How Boot Environments Work¶

A ZFS Boot Environment is a snapshot of the filesystem at a specific point in time, plus a clone of that snapshot. Snapshots are read only views of the filesystem at a given point, whereas clones are read/write.

Each snapshot and clone consumes some disk space but the exact amount varies based on how much the current contents of the filesystem have diverged from the contents when the entries were created.

Note

For most users tracking periodic updates or creating occasional ZFS boot environments the disk usage will be moderate over time. Users tracking development snapshots with frequent updates may see much larger amounts of space consumed by ZFS Boot Environments from snapshots. See Boot Environment Disk Space Usage for details.
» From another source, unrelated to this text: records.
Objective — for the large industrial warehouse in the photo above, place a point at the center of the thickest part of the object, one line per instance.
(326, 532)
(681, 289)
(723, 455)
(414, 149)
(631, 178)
When an administrator triggers the upgrade process the firewall creates a new ZFS Boot Environment before the upgrade begins. This preserves the current state of the firewall as it was before the upgrade.

What happens next has changed over time. From pfSense Plus software version 22.05 until 23.09.1, the upgrade process then activates the new ZFS Boot Environment so that when the upgrade proceeds and reboots, it reboots into the new environment to complete the upgrade.

Starting with pfSense Plus software version 24.03, this changed to a more efficient and robust procedure: The upgrade process creates a new Boot Environment and performs the upgrade inside that entry before rebooting. It makes sure the upgrade succeeded and then reboots into the newly upgraded environment. It detects any errors during boot and if there is a problem it can automatically roll back to the previous Boot Environment.

Either way, if there is a problem, an administrator can manually activate a pre-upgrade ZFS Boot Environment and reboot the firewall and it will return to its state before the upgrade happened.